Most Tuesdays I tend to do a blog posts focused on all things creepy, it is also a opportunity for those in the Paranormal Hauntings Community to Share their true Creepy Tales, so please if you have a spooky Tale please give it a share with us.
I am kick starting today off with one tale some may not or may have heard before.
The Film The Hills have Eyes was based on a True Story?
The Hills have eyes is a classic horror film which tells of a family trapped in the Nevada desert and terrorized by a family of inbred mutants living in mountains.
Wes Craven based the film on the legendary story of Alexander “Sawney” Bean.
The story of the legend goes that Sawney, the son of a landscaper didn’t want to follow in his father’s footsteps so he decided to take himself and his wife and head for a cave close to the shore in Bennane Head, Scotland. There he would live and raise his family of eight sons, six daughters, eighteen grandsons, and fourteen granddaughters, most of which were the product of incest.
The Bean clan would spend most their days away in their cave sleeping and would come out at night to apply their trade. Under the cover of darkness, the Bean’s would ambush travellers robbing and then murdering them. The bodies were then taken back to the cave where they were butchered and prepared for dinner.
It is said that for twenty-five years the family operated in secret. Nearby villagers were aware of the disappearances and had came across the occasional body-parts which washed up on their shores but they was unaware of who was responsible for the crimes.
The Beans were eventually caught when they attempted to ambush a young man who was stronger and was much better with a sword then they may have thought. The young man managed to hold his attackers at bay until help arrived. Feeling threatened the Beans headed for the safety of their cave but now aware of their presence, the people of Bennane Head sent word to King James VI of Scotland, who dispatched his soldiers to track down the clan.
The soldiers were lead by bloodhounds to a cave along the shore. Not only did they find the entire Bean clan, but they also found the scattered remains of their half eaten victims. The Beans were taken to Edinburgh where they were immediately condemned to death, without trial. The men were castrated before having their hands and feet severed; they eventually died slowly of blood loss. After being forced to watch the men of the family die, the women and children were then burned alive. Their twenty-five years of terror was now over. In the end, it is believed the Sawney Bean family claimed over a thousand lives.
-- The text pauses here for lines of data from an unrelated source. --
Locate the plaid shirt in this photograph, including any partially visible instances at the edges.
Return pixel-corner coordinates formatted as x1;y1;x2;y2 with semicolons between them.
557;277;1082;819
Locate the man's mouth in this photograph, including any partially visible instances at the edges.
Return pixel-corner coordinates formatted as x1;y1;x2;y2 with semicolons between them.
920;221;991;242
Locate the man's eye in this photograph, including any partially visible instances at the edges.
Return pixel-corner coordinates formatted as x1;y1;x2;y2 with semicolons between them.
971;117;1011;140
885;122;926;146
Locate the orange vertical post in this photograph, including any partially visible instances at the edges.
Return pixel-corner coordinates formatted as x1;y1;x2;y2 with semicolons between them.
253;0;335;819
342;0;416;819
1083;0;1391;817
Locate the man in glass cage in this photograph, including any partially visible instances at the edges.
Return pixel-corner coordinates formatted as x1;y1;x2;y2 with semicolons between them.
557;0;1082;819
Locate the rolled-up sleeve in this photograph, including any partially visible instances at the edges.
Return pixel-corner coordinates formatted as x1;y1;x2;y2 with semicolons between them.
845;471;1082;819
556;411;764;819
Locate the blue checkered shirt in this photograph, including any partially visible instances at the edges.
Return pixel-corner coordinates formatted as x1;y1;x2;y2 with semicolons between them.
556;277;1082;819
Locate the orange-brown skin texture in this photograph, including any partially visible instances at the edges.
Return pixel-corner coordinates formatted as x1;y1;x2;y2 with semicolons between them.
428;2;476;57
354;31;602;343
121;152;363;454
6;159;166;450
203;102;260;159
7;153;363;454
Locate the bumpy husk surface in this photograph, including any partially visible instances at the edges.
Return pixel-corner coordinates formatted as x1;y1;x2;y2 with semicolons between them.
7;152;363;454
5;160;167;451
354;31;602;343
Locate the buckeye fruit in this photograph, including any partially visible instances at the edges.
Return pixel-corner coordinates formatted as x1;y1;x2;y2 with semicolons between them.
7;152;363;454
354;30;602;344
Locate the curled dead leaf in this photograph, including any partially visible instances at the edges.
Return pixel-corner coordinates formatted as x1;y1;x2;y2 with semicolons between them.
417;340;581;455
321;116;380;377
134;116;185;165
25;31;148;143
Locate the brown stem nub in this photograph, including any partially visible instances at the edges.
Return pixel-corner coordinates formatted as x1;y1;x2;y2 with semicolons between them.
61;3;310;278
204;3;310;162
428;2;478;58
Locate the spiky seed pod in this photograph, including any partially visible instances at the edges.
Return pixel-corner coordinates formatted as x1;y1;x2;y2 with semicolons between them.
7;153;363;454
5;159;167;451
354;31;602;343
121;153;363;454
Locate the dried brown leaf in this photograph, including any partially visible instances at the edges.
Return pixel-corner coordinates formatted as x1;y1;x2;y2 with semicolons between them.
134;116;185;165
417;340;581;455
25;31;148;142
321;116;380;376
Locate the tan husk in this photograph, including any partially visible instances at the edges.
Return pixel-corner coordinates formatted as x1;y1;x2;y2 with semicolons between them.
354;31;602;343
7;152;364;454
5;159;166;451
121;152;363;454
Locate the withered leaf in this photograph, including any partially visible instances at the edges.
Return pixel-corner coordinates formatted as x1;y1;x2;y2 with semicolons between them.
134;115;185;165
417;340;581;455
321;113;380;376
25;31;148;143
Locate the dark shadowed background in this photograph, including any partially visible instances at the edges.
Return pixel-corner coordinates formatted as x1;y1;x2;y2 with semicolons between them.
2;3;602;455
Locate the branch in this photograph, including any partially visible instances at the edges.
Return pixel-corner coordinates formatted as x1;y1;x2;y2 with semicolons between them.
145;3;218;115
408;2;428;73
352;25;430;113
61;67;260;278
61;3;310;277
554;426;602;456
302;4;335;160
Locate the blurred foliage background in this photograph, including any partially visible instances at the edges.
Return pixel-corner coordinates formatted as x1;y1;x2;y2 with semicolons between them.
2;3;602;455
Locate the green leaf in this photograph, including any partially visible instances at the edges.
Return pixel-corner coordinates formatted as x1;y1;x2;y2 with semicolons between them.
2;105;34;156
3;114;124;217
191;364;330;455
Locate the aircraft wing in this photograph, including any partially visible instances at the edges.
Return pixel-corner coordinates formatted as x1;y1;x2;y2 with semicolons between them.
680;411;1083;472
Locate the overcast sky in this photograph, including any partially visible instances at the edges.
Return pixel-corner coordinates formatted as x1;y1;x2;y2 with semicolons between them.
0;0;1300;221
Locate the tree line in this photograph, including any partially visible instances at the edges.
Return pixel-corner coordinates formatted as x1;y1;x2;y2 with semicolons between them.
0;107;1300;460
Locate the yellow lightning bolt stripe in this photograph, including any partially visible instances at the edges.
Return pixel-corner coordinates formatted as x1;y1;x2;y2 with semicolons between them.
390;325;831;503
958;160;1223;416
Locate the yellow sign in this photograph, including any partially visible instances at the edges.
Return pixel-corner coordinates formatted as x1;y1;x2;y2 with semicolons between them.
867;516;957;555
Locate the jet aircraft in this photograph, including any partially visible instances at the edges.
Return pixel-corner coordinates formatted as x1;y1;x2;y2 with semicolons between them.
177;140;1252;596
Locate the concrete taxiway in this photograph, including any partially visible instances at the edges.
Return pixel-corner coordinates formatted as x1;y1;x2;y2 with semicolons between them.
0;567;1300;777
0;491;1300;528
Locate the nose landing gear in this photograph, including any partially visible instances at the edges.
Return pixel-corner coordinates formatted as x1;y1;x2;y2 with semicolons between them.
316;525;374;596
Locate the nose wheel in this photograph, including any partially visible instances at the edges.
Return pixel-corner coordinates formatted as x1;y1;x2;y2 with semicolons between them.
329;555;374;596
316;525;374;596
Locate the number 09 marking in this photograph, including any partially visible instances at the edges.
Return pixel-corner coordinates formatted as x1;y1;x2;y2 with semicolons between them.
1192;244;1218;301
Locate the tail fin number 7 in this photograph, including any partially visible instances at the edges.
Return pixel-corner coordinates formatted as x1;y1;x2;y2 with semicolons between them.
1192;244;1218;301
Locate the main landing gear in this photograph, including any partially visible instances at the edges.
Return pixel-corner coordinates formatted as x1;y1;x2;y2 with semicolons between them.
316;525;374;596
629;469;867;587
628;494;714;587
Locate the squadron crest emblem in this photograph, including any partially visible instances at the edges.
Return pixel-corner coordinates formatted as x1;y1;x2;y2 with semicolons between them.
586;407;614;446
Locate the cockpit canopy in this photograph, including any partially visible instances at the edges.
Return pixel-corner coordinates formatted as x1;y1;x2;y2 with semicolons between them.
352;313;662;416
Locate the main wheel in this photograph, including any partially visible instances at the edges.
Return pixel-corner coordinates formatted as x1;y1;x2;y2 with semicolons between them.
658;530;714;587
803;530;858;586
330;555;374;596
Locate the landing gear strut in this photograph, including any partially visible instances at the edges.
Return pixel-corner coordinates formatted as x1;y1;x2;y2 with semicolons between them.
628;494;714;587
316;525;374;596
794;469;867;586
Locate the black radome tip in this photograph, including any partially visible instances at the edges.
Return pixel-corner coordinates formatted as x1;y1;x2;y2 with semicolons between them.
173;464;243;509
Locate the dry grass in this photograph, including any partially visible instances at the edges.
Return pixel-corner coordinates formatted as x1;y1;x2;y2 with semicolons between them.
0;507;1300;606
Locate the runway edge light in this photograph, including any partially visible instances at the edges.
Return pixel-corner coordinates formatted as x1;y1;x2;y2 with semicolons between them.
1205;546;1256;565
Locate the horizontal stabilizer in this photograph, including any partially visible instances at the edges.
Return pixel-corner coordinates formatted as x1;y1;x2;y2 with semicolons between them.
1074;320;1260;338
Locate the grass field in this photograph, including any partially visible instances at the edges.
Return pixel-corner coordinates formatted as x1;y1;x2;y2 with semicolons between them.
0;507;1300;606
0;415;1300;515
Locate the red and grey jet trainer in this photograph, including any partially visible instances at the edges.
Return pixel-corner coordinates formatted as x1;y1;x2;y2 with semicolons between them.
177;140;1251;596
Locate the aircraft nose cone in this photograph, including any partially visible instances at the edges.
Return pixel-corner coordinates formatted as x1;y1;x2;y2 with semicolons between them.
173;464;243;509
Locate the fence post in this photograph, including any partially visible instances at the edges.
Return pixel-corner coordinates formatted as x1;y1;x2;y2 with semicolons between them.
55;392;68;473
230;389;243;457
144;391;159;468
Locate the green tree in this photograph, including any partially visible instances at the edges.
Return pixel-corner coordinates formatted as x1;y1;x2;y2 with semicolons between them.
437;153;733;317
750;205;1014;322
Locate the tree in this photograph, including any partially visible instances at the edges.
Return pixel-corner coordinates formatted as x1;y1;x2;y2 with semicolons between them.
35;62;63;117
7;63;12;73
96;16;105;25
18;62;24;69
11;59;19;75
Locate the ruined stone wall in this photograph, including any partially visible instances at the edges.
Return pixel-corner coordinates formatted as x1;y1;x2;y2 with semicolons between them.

Over the years many historians have disputed Sawney Bean’s existence and those who do believe the legend say it has been extremely exaggerated over the years and the first printed version of the tale didn’t actually come until the 18th century.
Historians who looked into the history found no evidence of the thousand people going missing in the Bennane Head region during the 15th century and also found no evidence of such a execution to have taken place but there was several reports that did document periods of famine, forcing some to resort to cannibalism.
Some believe that the Sawney Bean family could have existed but it would have been centuries earlier possibly during Scotland’s dark age and that their antics was passed on by word of mouth rather then being written until it was eventually recorded in the 18th century and with any Chinese whisper the true century which we now hear to be the 15th century could have well been much earlier it was just passed on incorrectly over the years!
People who visit the alleged Sawney Cave today report that the clans victims haunt it and the surrounding area.